1. The Judicial Helpmeet certainly does not request permission to speak.  He does as any right-thinking, red-blooded man would do in my presence -- namely falls to his knees in supplication, eyes raised in beseechment, and when I dispense my benevolence and the TV remote, he kow-tows, kisses my manicured toes, and hastily makes me a cordon bleu three course meal which I eat in the comfort of my boudoir in the east wing.

2.  In any event, he rarely watches football.  The cricket I tolerate.  For the tennis, I emigrate.


----------



## Gary Compton (Jun 9, 2012)

The Judge said:


> 1. The Judicial Helpmeet certainly does not request permission to speak.  He does as any right-thinking, red-blooded man would do in my presence -- namely falls to his knees in supplication, eyes raised in beseechment, and when I dispense my benevolence and the TV remote, he kow-tows, kisses my manicured toes, and hastily makes me a cordon bleu three course meal which I eat in the comfort of my boudoir in the east wing.



Lies back in chair, lights a Castella and muses about a missed education. 'If only I could talk proppa like yee,' he said in his manly Geordie voice.

You had me Googling half the words in that para TJ. Anyway back to reading "How to improve one's status," by Norman Tebbit.

_Get on your bike_.


----------



## HareBrain (Mar 1, 2013)

Is anyone else watching series 4 of this? It's as good as the others. I can't believe this isn't more popular, though maybe that's because it's buried in the depths of BBC4.


----------



## ctg (Mar 1, 2013)

I do HB. And it's not as buried as you think as just last week you found it sitting at front page for two days as a featured series. And in the regards of the series, it's seriously disturbing. And my favourite is the judge. 
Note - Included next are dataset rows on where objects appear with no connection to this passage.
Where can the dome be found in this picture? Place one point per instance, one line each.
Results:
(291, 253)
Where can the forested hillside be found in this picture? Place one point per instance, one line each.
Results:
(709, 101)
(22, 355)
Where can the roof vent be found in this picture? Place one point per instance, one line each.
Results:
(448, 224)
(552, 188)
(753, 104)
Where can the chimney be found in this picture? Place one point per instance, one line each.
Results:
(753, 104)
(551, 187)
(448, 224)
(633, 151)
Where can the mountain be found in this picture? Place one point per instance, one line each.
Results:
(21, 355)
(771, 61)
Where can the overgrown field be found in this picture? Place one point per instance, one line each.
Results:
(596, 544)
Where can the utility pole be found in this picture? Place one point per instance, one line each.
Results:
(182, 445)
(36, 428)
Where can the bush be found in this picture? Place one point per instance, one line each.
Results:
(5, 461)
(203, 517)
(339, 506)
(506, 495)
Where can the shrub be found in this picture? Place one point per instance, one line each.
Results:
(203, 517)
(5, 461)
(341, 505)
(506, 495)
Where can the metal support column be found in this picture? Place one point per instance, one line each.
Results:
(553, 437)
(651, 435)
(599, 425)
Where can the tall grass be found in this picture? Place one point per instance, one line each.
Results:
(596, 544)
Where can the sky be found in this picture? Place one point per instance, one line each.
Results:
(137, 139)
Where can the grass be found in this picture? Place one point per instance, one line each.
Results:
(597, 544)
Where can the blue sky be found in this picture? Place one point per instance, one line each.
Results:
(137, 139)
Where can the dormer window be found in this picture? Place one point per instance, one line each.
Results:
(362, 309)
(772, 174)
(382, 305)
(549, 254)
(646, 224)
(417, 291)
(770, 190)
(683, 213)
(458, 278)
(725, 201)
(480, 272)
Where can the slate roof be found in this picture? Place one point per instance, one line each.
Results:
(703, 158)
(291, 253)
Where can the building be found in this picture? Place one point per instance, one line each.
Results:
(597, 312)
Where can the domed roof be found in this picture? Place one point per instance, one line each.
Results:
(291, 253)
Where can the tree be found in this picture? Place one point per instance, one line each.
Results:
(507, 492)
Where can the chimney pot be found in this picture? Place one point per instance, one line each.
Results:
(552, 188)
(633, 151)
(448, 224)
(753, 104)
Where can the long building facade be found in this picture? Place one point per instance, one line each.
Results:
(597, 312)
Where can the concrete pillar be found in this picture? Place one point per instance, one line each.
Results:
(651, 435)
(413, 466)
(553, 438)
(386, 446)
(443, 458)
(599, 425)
PS. Sorry for using so many and-words.


----------



## HareBrain (Mar 1, 2013)

ctg said:


> And my favourite is the judge.



Me too -- he has such an interesting face, for a start -- but all the characters are so well drawn. I read an article a few weeks ago complaining about the portrayal of female detectives in crime series (especially the Scandinavian ones) saying they either had to be damaged or mentally ill. Laure Berthauld perfectly demolishes this argument. And the whole thing is so tightly plotted. It's brilliant! As good as The Wire, in my opinion (though with a very different feel -- and so French!)


----------



## HareBrain (Jan 21, 2018)

Resurrecting this because I'm having to take a couple of minutes out from ep8 of series 6 because it's TOO TENSE!

This has to be the best thing on TV right now. Is anyone else watching it?


----------